The Tech - Online EditionMIT's oldest and largest
newspaper & the first
newspaper published
on the web
Boston Weather: 63.0°F | Partly Cloudy

Seniors Launch Class Project -- Recycle MIT

Nicole A. Sherry
Staff Reporter

This year's senior project, "Recycle MIT," will install receptacles for newspaper, and aluminum, plastic, and glass containers across the Institute and provide financial support to make sure the trash is brought to a recycling center.

"MIT has bins outside Lobdell and Walker but nothing inside the Institute. People are often walking down the Infinite Corridor with a can of soda and there is nowhere for them to put it," said Reshma P. Patel '93, senior class president.

The recycling bins will be made of hard plastic resembling black granite inscribed with the words "Class of 1993" and the triangular recycling symbol. This design was chosen in part to comply with the administration's wish that the recepticles preserve the beauty of Lobby 10 and Lobby 7.

There will be two bins at each location: one for newspaper and one for aluminum cans and glass and plastic bottles.

The committee choosing the senior project was selected last October by members of the Alumni Association and Patel. The committee conducted two surveys and posted a flame sheets last semester to gather suggestions from seniors as to what the project should be. The committee investigated options for implementing the top ten choices.

The most frequently proposed project was the construction of outdoor basketball courts. Other ideas included outside gardens and new lights in Killian Court. "Recycle MIT" was chosen because it was popular, useful, and practical.

The recycling project was also favored because it can be initiated immediately. Because the receptacles, each costing approximately $550, are purchased individually, the project can begin by the end of the semester and more bins can be added as more money is raised.

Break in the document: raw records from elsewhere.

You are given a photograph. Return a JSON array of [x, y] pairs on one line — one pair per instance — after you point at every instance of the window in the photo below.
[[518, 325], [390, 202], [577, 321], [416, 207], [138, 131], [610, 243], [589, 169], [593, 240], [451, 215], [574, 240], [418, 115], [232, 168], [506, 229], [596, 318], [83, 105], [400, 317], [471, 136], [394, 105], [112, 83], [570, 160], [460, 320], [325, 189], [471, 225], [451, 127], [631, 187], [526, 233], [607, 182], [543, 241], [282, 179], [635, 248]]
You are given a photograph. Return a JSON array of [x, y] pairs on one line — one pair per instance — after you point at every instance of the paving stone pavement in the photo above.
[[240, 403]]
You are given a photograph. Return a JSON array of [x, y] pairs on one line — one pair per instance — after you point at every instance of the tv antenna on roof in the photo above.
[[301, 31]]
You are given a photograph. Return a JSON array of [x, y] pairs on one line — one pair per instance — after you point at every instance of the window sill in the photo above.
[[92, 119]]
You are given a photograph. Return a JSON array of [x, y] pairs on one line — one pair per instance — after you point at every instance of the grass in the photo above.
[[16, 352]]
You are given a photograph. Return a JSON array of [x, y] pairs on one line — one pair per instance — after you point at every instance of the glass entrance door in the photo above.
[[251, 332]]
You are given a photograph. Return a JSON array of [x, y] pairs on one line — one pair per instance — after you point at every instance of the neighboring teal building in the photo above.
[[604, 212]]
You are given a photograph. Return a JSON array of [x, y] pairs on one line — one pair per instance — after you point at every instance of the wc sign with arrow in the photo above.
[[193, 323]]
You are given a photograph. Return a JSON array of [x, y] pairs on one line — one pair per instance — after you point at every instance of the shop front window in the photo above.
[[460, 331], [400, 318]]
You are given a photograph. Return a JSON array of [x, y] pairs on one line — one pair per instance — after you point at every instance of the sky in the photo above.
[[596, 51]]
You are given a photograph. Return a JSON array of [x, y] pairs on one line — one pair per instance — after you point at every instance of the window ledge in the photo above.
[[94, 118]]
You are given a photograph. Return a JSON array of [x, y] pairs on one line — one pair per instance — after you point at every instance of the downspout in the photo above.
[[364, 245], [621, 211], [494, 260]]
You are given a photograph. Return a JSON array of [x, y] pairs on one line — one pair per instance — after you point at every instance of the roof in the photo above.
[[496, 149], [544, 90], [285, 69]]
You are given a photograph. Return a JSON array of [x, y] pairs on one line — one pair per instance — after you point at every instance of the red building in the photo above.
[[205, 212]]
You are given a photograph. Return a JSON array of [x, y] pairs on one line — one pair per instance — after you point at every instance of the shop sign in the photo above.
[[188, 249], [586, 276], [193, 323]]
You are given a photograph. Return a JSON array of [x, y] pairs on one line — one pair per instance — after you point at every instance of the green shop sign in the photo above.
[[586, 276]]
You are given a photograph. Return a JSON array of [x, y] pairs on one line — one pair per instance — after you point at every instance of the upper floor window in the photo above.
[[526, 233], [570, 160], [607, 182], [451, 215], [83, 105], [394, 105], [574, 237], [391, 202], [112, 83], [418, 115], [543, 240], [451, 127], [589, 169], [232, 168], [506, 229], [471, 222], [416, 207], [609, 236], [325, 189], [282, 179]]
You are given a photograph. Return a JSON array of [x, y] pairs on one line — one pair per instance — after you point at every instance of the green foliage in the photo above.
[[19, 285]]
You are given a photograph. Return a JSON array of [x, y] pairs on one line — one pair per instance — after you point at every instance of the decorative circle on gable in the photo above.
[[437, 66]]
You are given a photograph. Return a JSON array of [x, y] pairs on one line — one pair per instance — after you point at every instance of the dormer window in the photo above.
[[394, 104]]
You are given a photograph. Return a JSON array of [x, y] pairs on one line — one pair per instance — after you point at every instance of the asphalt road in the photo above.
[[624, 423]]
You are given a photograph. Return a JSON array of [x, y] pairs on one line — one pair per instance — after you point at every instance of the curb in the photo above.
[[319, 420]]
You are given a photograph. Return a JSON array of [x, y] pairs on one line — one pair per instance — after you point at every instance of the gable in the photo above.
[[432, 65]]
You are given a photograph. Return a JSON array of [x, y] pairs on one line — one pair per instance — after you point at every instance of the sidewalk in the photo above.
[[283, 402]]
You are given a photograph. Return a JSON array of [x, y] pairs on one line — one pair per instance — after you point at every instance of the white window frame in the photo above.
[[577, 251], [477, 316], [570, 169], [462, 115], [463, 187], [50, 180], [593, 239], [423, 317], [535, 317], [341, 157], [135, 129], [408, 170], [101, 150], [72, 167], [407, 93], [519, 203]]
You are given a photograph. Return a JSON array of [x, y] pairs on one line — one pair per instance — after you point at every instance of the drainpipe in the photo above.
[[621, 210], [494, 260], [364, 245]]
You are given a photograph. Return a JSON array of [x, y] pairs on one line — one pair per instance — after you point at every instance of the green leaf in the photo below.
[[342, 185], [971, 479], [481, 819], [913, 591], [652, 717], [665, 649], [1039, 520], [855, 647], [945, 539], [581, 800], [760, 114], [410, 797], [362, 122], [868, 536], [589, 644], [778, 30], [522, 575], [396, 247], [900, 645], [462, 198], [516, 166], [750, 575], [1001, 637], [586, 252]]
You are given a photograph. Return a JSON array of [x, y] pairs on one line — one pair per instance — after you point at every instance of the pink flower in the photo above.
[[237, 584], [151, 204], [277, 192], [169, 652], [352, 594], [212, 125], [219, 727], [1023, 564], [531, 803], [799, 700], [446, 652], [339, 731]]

The money for the senior project will come from contributions made by members of the graduating class. The committee offers several different pledge options which allow payment over five years with pledges that increase in increments of about $10 each year. These plans range from the "Starving Grad Plan," which starts with a donation of $19.93 in the first year, to the "Rising Star," which starts with a contribution of $50.

The seniors, however, do not have to follow the guidelines of the committee in making their donations but can give as little or as much as they choose. Also, they do not have to give to the senior project but can contribute to a cause of their choice, like financial aid or athletics.

Donations and pledges already made by the committee and senior class council total about $4000 for "Recycle MIT," and Kathleen Lieuw Kie Song '93, who chairs the committee. The overall goal is to raise $50,000, but, she said, "the highest amount raised in the last ten years is only $33,000, so if we get $40,000 we'll be very happy."

Lieuw Kie Song also emphasized the committee's goal of getting a high participation rate among seniors. "In the past it's been between 15 and 20 percent. We really hope we get 30 percent," she said. Additional funding will go to a financial aid scholarship.

Although many seniors have not yet heard of the senior project, reactions from those who have seem positive.

"I think it's a great idea except I am a little cynical about whether it will work out and people will put things in the right container. But I am proud of the idea," said Sarah L. Wheeler '93.

"I think it is a pretty creative idea except each bin seems a little expensive. But we're giving something that is going to be used," said Candy L. Obert '93.